Construction stocks were in demand. Vinci rose 2.6 per cent after it said late Wednesday it expected margins to remain stable this year as it posted forecast-beating full-year results, helped by lower financing costs.

Dutch grocer Ahold gained 4.8 per cent after it unveiled plans to return €500 million to investors, raising hopes it can cope with weak consumer demand that hit quarterly earnings and will not overspend on acquisitions.

Miners featured among the worst performers on the back of weaker copper prices as investors worried demand was cooling in China and dollar strength deterred non-US investors.

BHP Billiton, Eurasian Natural Resources, Rio Tinto and Xstrata eased one to 1.9 per cent.

Utility stocks were weaker. GDF Suez lost 2.7 after it cut its key profit target as sharply lower gas prices capped the world's second-biggest listed utility's core earnings growth at one per cent in 2009.
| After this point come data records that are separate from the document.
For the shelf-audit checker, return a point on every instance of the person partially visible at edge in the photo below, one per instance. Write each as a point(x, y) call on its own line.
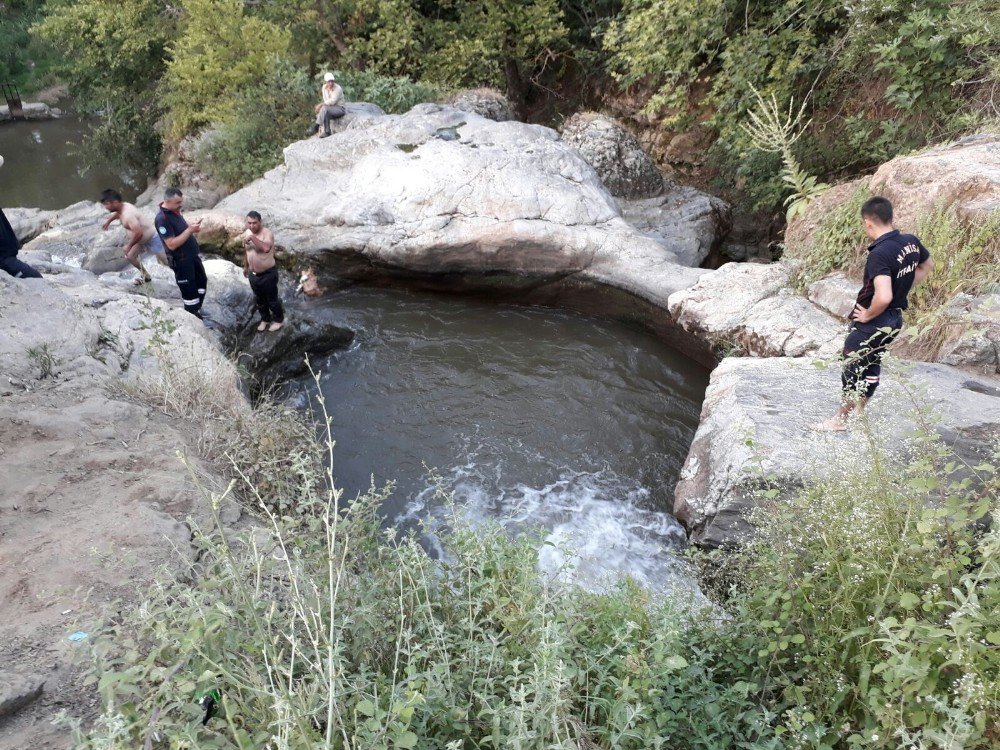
point(896, 262)
point(141, 234)
point(9, 247)
point(331, 107)
point(258, 266)
point(182, 247)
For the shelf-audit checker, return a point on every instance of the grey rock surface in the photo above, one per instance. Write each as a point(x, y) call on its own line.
point(28, 223)
point(750, 307)
point(835, 294)
point(689, 222)
point(973, 339)
point(511, 198)
point(486, 103)
point(623, 166)
point(755, 419)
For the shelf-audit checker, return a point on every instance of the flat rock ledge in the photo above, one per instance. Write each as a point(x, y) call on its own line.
point(751, 308)
point(439, 191)
point(755, 426)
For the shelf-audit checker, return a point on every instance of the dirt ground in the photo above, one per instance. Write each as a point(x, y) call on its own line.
point(93, 502)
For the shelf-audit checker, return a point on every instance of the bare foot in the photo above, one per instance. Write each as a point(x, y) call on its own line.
point(834, 424)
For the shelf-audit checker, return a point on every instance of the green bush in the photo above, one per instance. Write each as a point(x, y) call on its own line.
point(265, 118)
point(879, 589)
point(882, 77)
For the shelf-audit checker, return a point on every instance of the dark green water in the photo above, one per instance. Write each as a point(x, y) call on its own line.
point(43, 167)
point(532, 417)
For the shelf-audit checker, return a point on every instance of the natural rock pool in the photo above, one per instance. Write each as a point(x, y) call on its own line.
point(44, 169)
point(534, 417)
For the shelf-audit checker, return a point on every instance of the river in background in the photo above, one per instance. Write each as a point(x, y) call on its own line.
point(532, 417)
point(43, 168)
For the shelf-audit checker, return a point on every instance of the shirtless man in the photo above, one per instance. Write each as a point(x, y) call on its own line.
point(258, 242)
point(141, 233)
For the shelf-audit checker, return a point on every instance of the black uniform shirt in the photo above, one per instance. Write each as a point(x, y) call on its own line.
point(171, 224)
point(897, 256)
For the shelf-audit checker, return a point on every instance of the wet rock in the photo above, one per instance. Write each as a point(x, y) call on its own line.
point(28, 223)
point(689, 222)
point(750, 307)
point(624, 168)
point(754, 426)
point(486, 103)
point(310, 331)
point(17, 691)
point(836, 294)
point(505, 198)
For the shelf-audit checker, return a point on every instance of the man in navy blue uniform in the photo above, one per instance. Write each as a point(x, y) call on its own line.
point(896, 262)
point(182, 250)
point(9, 247)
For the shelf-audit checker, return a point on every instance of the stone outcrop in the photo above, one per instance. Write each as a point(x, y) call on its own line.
point(441, 192)
point(754, 426)
point(486, 103)
point(95, 499)
point(182, 170)
point(624, 168)
point(689, 222)
point(750, 307)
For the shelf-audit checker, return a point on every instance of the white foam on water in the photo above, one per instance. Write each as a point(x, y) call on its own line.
point(593, 523)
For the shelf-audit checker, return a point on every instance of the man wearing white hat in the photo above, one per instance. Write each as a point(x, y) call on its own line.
point(331, 107)
point(9, 245)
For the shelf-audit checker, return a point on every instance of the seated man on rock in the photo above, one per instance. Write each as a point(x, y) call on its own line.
point(331, 108)
point(896, 262)
point(9, 247)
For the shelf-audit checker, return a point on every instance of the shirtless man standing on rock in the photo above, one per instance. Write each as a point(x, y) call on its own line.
point(258, 242)
point(141, 233)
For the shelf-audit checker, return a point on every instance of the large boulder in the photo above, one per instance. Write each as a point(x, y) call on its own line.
point(624, 168)
point(750, 307)
point(486, 103)
point(28, 223)
point(439, 191)
point(754, 429)
point(689, 222)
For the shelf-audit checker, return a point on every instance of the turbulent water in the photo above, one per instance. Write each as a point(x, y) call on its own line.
point(539, 419)
point(43, 167)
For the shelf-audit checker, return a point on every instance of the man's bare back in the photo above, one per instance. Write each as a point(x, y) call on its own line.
point(260, 254)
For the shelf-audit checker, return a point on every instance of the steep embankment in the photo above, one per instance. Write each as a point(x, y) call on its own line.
point(95, 496)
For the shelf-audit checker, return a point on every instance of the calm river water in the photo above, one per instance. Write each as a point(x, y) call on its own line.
point(534, 417)
point(42, 166)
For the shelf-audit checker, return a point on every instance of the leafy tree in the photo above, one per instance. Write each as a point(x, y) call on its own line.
point(111, 55)
point(219, 51)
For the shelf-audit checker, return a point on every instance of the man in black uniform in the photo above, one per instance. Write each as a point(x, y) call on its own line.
point(895, 263)
point(182, 250)
point(9, 246)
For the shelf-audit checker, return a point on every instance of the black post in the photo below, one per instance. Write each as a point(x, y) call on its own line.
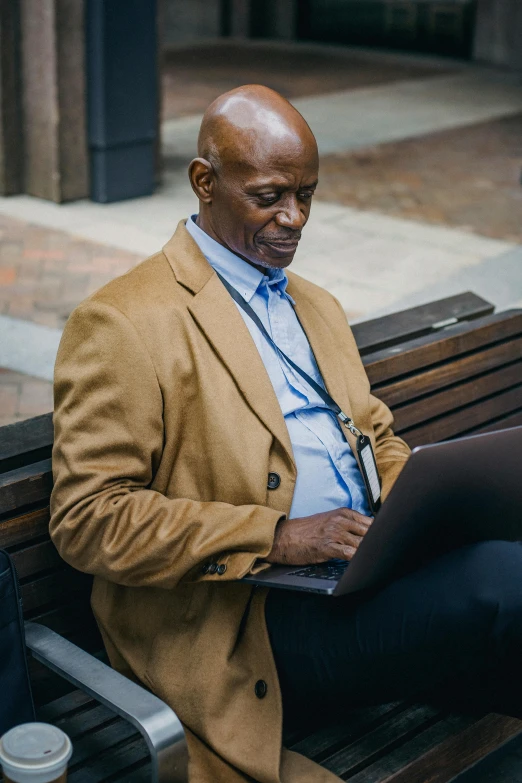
point(122, 90)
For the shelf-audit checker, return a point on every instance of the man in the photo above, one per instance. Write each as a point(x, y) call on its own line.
point(188, 453)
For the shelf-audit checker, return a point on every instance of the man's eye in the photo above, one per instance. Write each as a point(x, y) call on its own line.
point(268, 198)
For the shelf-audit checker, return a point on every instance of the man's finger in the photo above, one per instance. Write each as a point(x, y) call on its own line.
point(356, 527)
point(349, 513)
point(346, 553)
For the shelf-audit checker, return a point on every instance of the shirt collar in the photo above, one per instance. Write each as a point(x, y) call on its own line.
point(245, 278)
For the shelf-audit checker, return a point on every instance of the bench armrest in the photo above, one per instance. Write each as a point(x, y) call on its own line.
point(159, 725)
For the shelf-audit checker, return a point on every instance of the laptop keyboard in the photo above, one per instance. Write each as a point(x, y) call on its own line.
point(332, 570)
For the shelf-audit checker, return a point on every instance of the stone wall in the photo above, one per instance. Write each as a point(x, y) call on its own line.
point(498, 33)
point(186, 21)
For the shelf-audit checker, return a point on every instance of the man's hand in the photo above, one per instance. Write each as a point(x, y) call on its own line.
point(321, 537)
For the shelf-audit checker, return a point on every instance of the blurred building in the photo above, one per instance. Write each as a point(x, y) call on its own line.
point(79, 81)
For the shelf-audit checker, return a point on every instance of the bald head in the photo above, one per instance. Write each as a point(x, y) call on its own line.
point(255, 175)
point(251, 123)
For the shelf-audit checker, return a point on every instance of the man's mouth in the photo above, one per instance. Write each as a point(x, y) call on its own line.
point(283, 244)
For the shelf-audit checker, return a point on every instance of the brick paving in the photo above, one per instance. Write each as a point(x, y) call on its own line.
point(194, 76)
point(45, 273)
point(468, 178)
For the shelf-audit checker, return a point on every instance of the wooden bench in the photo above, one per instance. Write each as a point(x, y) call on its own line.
point(440, 383)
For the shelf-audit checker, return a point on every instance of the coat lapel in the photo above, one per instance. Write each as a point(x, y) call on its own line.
point(324, 346)
point(218, 316)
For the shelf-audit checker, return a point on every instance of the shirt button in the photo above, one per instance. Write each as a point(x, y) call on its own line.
point(274, 479)
point(260, 689)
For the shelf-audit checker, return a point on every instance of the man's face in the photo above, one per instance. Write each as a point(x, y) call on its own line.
point(260, 205)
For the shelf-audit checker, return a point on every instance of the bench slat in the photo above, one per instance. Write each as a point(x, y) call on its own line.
point(512, 420)
point(434, 349)
point(459, 752)
point(449, 373)
point(25, 527)
point(105, 761)
point(374, 744)
point(460, 396)
point(46, 589)
point(70, 703)
point(464, 420)
point(400, 757)
point(36, 558)
point(26, 441)
point(323, 742)
point(379, 333)
point(23, 486)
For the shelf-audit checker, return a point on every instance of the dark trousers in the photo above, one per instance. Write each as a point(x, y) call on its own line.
point(456, 620)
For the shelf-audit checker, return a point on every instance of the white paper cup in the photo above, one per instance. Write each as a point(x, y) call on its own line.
point(35, 753)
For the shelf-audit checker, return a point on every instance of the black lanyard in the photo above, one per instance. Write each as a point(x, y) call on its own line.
point(365, 454)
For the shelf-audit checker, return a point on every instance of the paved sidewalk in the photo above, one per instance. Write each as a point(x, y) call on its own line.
point(467, 177)
point(194, 75)
point(52, 256)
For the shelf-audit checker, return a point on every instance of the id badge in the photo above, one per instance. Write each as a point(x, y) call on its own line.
point(369, 471)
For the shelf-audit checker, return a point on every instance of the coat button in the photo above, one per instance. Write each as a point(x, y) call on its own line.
point(260, 689)
point(274, 479)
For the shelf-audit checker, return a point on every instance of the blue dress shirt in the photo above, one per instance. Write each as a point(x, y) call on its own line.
point(328, 476)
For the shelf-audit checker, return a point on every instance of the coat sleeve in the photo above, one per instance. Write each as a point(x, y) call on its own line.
point(105, 519)
point(391, 452)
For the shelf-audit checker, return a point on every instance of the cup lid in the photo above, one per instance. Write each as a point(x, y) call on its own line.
point(36, 746)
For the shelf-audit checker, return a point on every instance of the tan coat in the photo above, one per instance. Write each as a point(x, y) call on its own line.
point(166, 427)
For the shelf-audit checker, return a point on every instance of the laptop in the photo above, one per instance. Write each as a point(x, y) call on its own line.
point(448, 495)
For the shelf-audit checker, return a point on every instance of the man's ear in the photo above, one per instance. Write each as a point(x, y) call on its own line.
point(201, 175)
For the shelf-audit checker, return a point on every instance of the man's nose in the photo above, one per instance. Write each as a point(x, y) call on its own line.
point(292, 215)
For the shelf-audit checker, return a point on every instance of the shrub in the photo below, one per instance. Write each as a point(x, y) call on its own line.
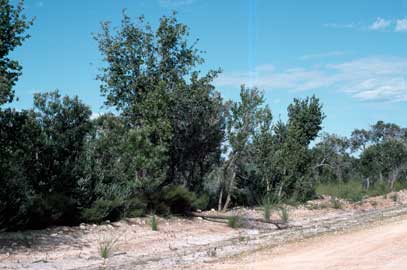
point(267, 206)
point(102, 210)
point(235, 222)
point(106, 246)
point(154, 224)
point(179, 199)
point(284, 215)
point(335, 203)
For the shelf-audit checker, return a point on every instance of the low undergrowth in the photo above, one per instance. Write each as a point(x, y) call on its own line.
point(353, 190)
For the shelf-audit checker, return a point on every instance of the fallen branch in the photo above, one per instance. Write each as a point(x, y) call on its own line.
point(278, 223)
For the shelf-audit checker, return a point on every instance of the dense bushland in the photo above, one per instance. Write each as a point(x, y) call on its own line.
point(173, 144)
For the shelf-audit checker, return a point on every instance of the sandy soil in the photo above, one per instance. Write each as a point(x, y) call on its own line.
point(67, 248)
point(380, 247)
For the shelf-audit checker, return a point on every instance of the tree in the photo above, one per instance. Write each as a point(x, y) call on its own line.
point(388, 158)
point(13, 25)
point(246, 118)
point(293, 156)
point(150, 78)
point(332, 158)
point(20, 138)
point(64, 123)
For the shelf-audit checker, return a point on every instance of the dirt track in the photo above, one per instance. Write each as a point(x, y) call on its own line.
point(380, 247)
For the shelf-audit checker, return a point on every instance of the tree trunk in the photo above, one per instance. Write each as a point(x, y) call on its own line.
point(225, 207)
point(220, 200)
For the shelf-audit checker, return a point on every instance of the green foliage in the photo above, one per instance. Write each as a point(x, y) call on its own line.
point(180, 200)
point(284, 214)
point(268, 204)
point(235, 222)
point(353, 190)
point(107, 245)
point(13, 25)
point(335, 203)
point(154, 224)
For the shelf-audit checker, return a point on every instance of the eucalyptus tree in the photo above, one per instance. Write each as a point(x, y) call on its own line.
point(13, 25)
point(246, 118)
point(175, 115)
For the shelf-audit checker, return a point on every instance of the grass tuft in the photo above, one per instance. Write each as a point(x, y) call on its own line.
point(234, 222)
point(154, 223)
point(284, 215)
point(107, 246)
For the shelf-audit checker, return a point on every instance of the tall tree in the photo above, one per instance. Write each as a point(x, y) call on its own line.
point(13, 25)
point(246, 118)
point(150, 78)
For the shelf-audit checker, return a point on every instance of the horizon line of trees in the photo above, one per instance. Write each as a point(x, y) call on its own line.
point(173, 145)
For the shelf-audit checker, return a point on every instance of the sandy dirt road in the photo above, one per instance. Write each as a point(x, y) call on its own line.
point(380, 247)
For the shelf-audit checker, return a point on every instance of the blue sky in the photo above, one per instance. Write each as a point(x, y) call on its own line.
point(351, 54)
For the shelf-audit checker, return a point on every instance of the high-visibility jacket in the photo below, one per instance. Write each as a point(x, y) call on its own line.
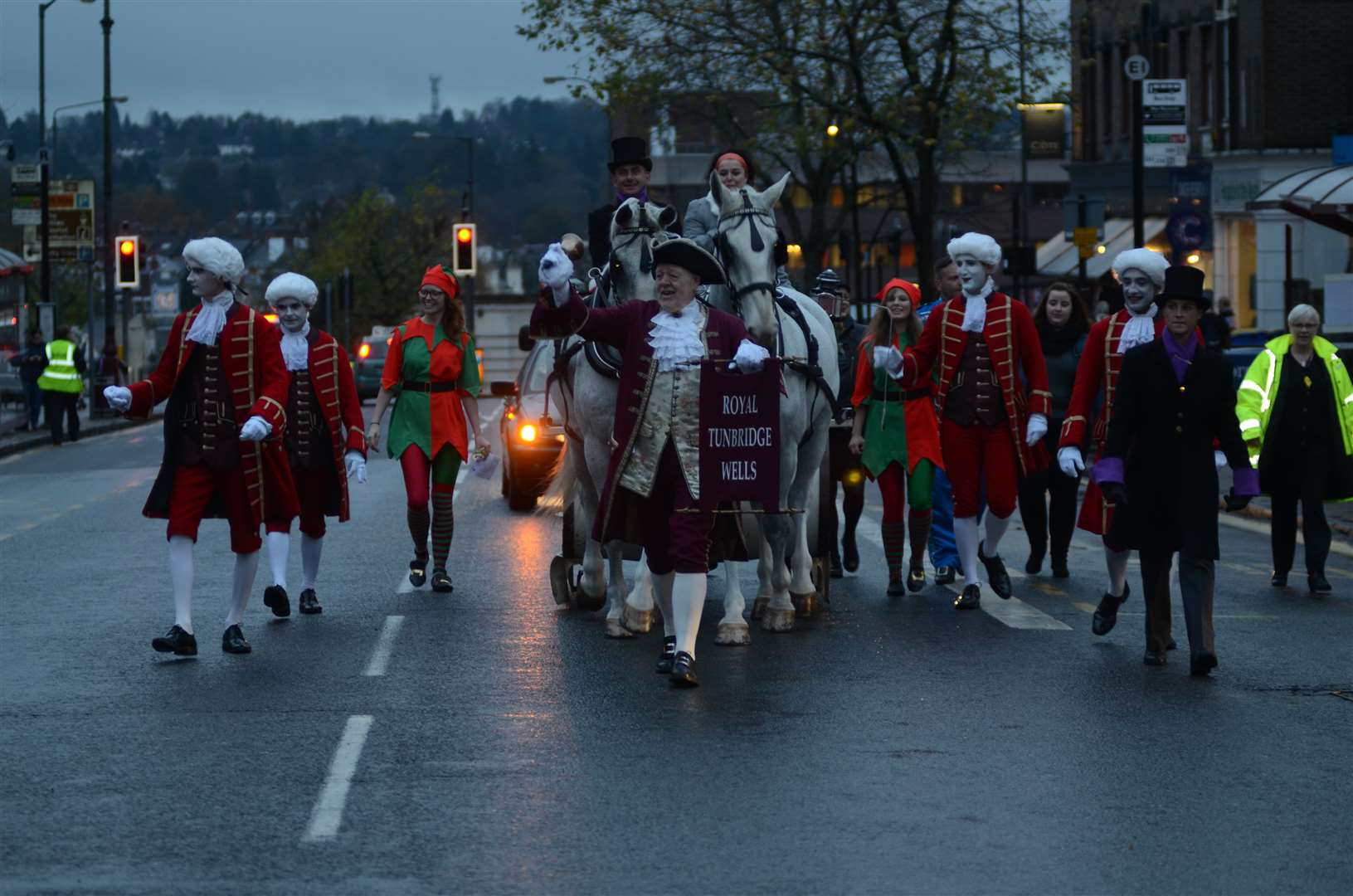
point(60, 375)
point(1258, 390)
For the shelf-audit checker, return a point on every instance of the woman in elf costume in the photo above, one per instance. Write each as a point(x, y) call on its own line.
point(432, 362)
point(896, 433)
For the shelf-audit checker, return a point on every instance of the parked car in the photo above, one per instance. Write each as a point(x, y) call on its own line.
point(532, 435)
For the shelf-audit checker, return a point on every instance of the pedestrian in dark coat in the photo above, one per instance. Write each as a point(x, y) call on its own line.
point(1173, 400)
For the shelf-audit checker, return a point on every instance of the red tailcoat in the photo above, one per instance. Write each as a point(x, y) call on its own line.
point(336, 392)
point(251, 356)
point(1012, 341)
point(1100, 364)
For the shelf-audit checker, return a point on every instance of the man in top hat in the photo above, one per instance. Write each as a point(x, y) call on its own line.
point(652, 486)
point(226, 385)
point(630, 169)
point(1175, 397)
point(325, 441)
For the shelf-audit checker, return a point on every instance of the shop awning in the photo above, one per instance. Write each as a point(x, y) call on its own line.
point(1059, 257)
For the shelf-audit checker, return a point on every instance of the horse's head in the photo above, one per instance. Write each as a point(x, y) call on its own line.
point(746, 246)
point(634, 229)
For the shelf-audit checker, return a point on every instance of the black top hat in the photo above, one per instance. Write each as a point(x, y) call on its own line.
point(685, 253)
point(1183, 282)
point(630, 150)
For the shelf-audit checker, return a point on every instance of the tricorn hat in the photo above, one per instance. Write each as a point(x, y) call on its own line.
point(685, 253)
point(630, 150)
point(1183, 282)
Anheuser-Busch InBev slipped 3.5 per cent after it said it faced a challenging start to 2010 with US consumers drinking less, after it unveiled mixed fourth-quarter earnings buoyed by a sharp rise in Brazil sales.

Back to economic news, European Central Bank President Jean-Claude Trichet unveiled the next step in stimulus withdrawal, and said the ECB is returning to ordinary tenders for three - month loans for banks from April.